The reality is that sex is so fucking beautiful. There is no denying that. Sex is one of the most, if not the most beautiful thing in the universe. It’s creation. What could possibly be more beautiful than that? Of course I love watching porn lol. No matter where this journey of life takes me I must never deny the profound beauty of women and sex. Recently I’ve found myself tearing up at the beauty of women and the act of sex. I’ve been noticing in my porn viewing lately that I’m much less fixated on the sexual body parts of women (tits, ass, etc…still love that don’t get me wrong), but what I’m fixated on, and rather obsessed with lately is the metaphysics of sex. Man entering woman, penis entering vagina, is so shockingly beautiful that it makes me tear up at times. It’s opposites coming together, two becoming one, yin and yang, dual becoming non-dual. THIS IS AN ART FORM OF THE SPIRITUAL PATH I AM ON AND IT IS SO FUCKING BEAUTIFUL. Two becoming one. It’s self and other merging. It doesn’t get more beautiful than this. This whole life we’re in is a love game with the universe, a divine orgy, and the less identified we are with ego the more we can see it. It literally makes me tear up, when I watch porn sometimes. I marvel at the beauty. It is the greatest thing ever. I don’t know how I could ever give this shit up honestly.

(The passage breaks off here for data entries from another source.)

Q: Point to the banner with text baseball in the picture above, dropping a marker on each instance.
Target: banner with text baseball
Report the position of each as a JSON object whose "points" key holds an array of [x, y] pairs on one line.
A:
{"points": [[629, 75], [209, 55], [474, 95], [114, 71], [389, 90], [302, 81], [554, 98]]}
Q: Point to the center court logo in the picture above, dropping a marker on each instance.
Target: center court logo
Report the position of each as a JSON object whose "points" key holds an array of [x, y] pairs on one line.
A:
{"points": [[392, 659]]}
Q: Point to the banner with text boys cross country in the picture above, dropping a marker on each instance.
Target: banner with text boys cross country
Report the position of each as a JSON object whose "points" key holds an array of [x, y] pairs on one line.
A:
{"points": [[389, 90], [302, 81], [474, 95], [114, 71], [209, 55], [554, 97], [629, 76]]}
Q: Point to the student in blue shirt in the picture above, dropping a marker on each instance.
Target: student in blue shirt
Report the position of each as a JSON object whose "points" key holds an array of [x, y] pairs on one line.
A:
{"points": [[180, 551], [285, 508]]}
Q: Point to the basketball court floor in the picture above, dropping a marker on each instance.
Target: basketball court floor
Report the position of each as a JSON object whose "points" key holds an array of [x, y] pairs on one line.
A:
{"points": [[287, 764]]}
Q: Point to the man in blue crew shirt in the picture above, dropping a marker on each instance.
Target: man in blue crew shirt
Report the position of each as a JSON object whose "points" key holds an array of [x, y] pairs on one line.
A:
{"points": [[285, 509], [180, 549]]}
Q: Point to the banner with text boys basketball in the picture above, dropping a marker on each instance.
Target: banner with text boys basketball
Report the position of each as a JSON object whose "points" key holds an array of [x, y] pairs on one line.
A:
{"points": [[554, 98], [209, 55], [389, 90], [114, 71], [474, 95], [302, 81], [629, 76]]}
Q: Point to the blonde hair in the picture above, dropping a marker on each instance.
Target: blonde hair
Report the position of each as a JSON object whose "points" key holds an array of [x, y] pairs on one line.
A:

I oscillate now between being identified with the narrative and wanting to stop, and not caring at all. I do watch porn less now, and my preferences have changed a lot. I don’t care for that stepbro stepmom, industry porn terrible acting shit. Sometimes I will watch that crap out of habit and regret afterwards because I’m totally unsatisfied. I typically only watch amateur couples now, the sex feels much more raw and closer to true divine union.
There is still a part of me that wonders if I could gain a lot of benefits from a long abstinence from PMO, I haven’t seriously attempted a long streak form orgasm in over a couple years but I feel like the same shit would just happen again at the 2 week mark where I become overwhelmed and need to fucking cum (I’ve always had very high sex drive). Guess the only way to find out is through direct experience, but at the end of the day I too still have a strong fixation on PMO and it would be hard for me to even go a few days without sex.
At the end of the day I know I have work to do, healing to do, and to be honest I don’t know how the fuck I’ll do it really. I still want to be more disciplined and have more self-control in life, but I have found freedom in being less identified with the narrative of being an addict. I have become increasingly attuned and aware and shocked by the beauty of the metaphysics of sex, and I know at this point I could not give up something I love so much.
I sort of just felt like writing this on a whim, I’ll prob share on Actualized.org and see if anyone reads it and what they have to do say.